Возле Лотти в тот же миг вырос девятнадцатилетний широкоплечий мистер Беллами, крепко держа ее за руку и снимая шляпу, явившую к восторгу зрителей невероятный ассортимент товаров. Со взлохмаченными волосами и миной невинности на лице хитрюшка Лотти притворилась глухонемой. Она показала на резиновые перчатки, потом показала на меня, и мистер Беллами, которому, наконец, представился случай проявить свои способности, воскликнул: «Ага!» и, не отпуская Лотти, бросился вокруг прилавка и схватил за руку меня.
Я не знаю, где теперь Лотти — гастролирует ли еще или сидит в тюрьме. Судя по ее поведению после нашего задержания, первое столь же вероятно, сколь и второе. (С тех пор я ее не видела, и могу лишь предполагать, что она в ту же ночь смоталась из города на товарном поезде. А, может быть, вся ее семья снялась так же быстро, как и объявилась: обитатели наших трущоб были очень непоседливы. Можете быть уверены, что я не пыталась ее разыскать и несколько месяцев обходила Арапаха Крик и Норт Хилл десятой дорогой.) Она не произнесла ни слова и только делала знаки пальцами, переворачивая все с ног на голову. Пытались проверить ее слух, стреляя их хлопушки прямо у нее под ухом, но она и глазом не моргнула.

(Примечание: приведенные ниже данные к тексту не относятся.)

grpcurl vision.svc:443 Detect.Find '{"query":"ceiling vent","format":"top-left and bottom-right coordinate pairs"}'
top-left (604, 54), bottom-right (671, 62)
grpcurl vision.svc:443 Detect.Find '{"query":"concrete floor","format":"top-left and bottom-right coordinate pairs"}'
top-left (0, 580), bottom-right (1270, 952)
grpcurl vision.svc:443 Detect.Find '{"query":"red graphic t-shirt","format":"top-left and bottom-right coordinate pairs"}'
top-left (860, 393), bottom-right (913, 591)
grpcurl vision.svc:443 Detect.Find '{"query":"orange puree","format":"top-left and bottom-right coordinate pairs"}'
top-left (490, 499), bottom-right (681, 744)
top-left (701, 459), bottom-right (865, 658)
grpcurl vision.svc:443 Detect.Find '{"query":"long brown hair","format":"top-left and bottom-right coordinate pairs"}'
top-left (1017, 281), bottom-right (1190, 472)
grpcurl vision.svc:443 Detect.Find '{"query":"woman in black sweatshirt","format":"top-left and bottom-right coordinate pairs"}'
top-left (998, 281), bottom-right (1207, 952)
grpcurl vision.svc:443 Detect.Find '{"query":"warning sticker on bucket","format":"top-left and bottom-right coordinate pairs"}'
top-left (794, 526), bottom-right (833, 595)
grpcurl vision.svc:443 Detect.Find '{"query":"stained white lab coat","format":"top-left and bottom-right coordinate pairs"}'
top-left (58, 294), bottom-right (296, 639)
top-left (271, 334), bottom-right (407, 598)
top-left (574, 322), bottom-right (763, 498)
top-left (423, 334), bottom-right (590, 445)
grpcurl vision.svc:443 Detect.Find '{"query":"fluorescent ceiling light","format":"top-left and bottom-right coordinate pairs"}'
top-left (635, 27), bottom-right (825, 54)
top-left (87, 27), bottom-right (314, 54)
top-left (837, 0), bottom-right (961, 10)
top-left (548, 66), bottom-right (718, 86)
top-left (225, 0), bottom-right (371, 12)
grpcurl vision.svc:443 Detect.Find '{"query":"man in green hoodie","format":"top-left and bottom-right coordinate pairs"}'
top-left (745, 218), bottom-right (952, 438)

Вызвали моего отца, и он приехал на нашей семейной машине. Я почти не слышала, о чем шла беседа, потому что страшно ревела, но все же поняла одну его фразу: «Ну что же, негодница, ты, видно, добилась того, что мне придется порвать отношения с нашим старым другом, судьей Бэем». Я пыталась защищаться, но все было бесполезно. Управляющий, мистер Беллами, продавщицы и мой отец — все ласково похлопывали Лотти по плечу, а продавец даже сказал: «Несчастный ребенок–калека». Несчастному ребенку–калеке подарили кулечек леденцов, и он ответил им наибессовестнейшей улыбкой благодарности, немного похныкал и зашагал прочь, держа перед собой, как попрошайка, пустую шляпу. Я ненавижу Лотти по сей день, но должна оценить ее по заслугам — она была гениальна.